The <details> HTML element creates a disclosure widget in which information is visible only when the widget is toggled into an "open" state. A summary or label must be provided using the <summary> element.
The <dfn> HTML element is used to indicate the term being defined within the context of a definition phrase or sentence. The <p> element, the <dt>/<dd> pairing, or the <section> element which is the nearest ancestor of the <dfn> is considered to be the definition of the term.
The <div> HTML element is the generic container for flow content. It has no effect on the content or layout until styled in some way using CSS (e.g. styling is directly applied to it, or some kind of layout model like Flexbox is applied to its parent element).
The <dl> HTML element represents a description list. The element encloses a list of groups of terms (specified using the <dt> element) and descriptions (provided by <dd> elements). Common uses for this element are to implement a glossary or to display metadata (a list of key-value pairs).
An HTML document consists of a tree of elements and text. Each element is denoted in the source by a start tag, such as ‘<body>’, and an end tag, such as ‘</body>’. Tags have to be nested such that elements are all completely within each other, without overlapping.
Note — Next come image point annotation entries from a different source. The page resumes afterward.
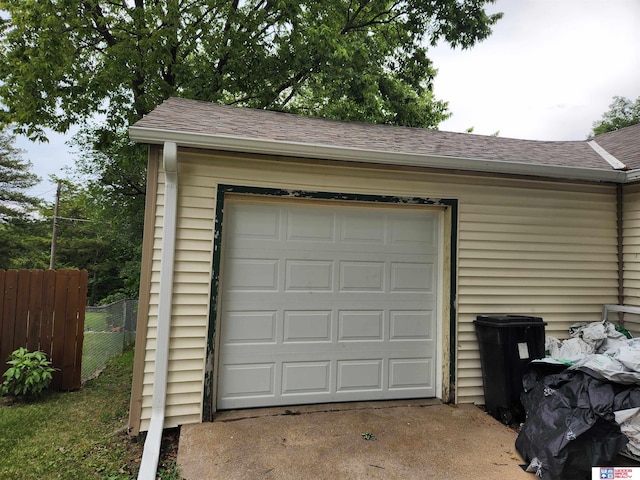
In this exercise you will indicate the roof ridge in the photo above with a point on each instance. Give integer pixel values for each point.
(610, 159)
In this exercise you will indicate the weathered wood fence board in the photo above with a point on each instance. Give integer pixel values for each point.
(45, 310)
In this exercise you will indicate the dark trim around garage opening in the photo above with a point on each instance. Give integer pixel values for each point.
(209, 379)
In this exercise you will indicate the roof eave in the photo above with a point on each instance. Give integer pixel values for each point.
(304, 150)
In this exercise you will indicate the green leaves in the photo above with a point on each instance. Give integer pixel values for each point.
(30, 373)
(622, 113)
(64, 62)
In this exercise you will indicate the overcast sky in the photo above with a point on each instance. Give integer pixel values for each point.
(548, 71)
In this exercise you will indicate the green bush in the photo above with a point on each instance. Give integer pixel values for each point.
(29, 374)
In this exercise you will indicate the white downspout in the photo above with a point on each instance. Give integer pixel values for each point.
(151, 453)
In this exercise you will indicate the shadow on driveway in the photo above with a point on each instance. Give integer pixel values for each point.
(417, 439)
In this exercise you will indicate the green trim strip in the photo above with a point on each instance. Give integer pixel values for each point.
(223, 190)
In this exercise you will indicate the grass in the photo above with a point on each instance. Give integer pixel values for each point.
(80, 434)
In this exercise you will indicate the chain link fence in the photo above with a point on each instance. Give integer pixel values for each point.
(108, 331)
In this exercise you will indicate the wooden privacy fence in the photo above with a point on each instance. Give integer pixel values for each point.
(44, 310)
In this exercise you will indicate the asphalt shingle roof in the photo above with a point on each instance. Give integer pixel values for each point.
(197, 117)
(624, 144)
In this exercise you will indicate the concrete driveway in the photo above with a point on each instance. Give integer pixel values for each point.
(420, 439)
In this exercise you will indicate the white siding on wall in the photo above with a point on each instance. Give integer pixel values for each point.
(525, 247)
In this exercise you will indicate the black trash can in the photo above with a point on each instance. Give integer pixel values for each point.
(508, 343)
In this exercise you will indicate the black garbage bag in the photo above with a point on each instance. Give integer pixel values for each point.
(570, 425)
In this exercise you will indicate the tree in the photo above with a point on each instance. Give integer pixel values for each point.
(15, 179)
(62, 62)
(16, 225)
(622, 113)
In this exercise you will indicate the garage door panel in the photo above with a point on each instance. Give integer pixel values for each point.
(359, 375)
(248, 380)
(360, 326)
(410, 325)
(315, 225)
(335, 306)
(307, 326)
(249, 327)
(306, 377)
(409, 373)
(308, 275)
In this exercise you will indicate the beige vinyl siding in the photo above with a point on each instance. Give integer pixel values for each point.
(193, 256)
(631, 254)
(525, 247)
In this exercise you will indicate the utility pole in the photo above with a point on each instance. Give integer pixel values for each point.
(54, 234)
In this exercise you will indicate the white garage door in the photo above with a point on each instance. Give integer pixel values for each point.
(326, 303)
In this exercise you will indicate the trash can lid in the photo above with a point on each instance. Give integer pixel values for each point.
(508, 320)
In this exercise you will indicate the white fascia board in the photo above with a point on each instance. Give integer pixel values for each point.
(328, 152)
(610, 159)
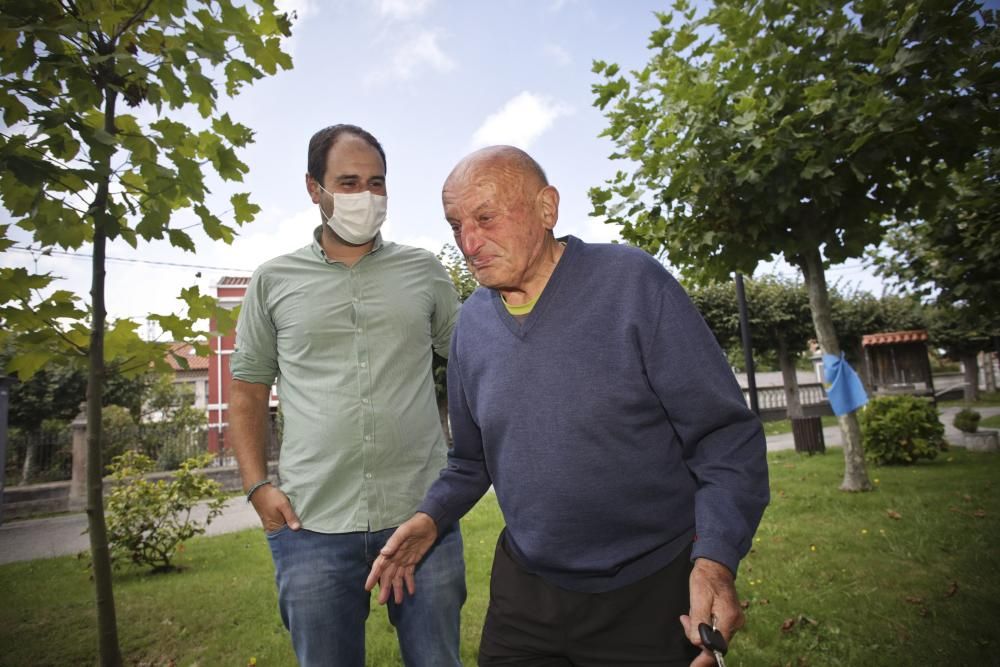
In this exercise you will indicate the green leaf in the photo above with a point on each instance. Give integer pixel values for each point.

Elements can have attributes, which control how the elements work. The HTML vocabulary defines a set of elements that can be used in a HTML document, along with rules about the ways in which the elements can be nested. HTML user agents (e.g., web browsers) parse a HTML document, turning it into a DOM (Document Object Model) tree. A DOM tree is an in-memory representation of a document. A HTML document represents a media-independent description of interactive content. A HTML document might be rendered to a screen, or through a speech synthesizer, or on a braille display. To influence exactly how such rendering takes place, authors can use a styling language such as CSS.
A DOCTYPE is a required preamble. When omitted, browsers tend to use a different rendering mode that is incompatible with some specifications. Including the DOCTYPE in a document ensures that the browser makes a best-effort attempt at following the relevant specifications.
The <dt> HTML element specifies a term in a description or definition list, and as such must be used inside a <dl> element. It is usually followed by a <dd> element; however, multiple <dt> elements in a row indicate several terms that are all defined by the immediate next <dd> element.
An HTML element in the Document Object Model (DOM) represents a thing; that is, it has intrinsic meaning, also known as semantics. An element consists of an HTML start tag and an HTML end tag and has value content. An HTML start tag consists of a "smaller than" character ("<") and a tag name, followed by a "greater than" character (">"). An HTML end tag consists of a "smaller than" character ("<"), a slash ("/") and a tag name, followed by a "greater than" character (">"). The value content of an element can be arbitrarily complex.
The <em> HTML element marks text that has stress emphasis. The <em> element can be nested, with each level of nesting indicating a greater degree of emphasis.
The <embed> HTML element embeds external content at the specified point in the document. This content is provided by an external application or other source of interactive content such as a browser plug-in.
HTML element where the text inside is treated as raw text and not parsed as HTML, but character references can still be escaped within their text content.
An event handler content attribute is a content attribute for a specific event handler. The name of the content attribute is the same as the name of the event handler.
The <figure> HTML element represents self-contained content, potentially with an optional caption, which is specified using the <figcaption> element. The figure, its caption, and its contents are referenced as a single unit.
The <footer> HTML element represents a footer for its nearest sectioning content or sectioning root element. A <footer> typically contains information about the author of the section, copyright data or links to related documents.
The <header> HTML element represents introductory content, typically a group of introductory or navigational aids. It may contain some heading elements but also a logo, a search form, an author name, and other elements.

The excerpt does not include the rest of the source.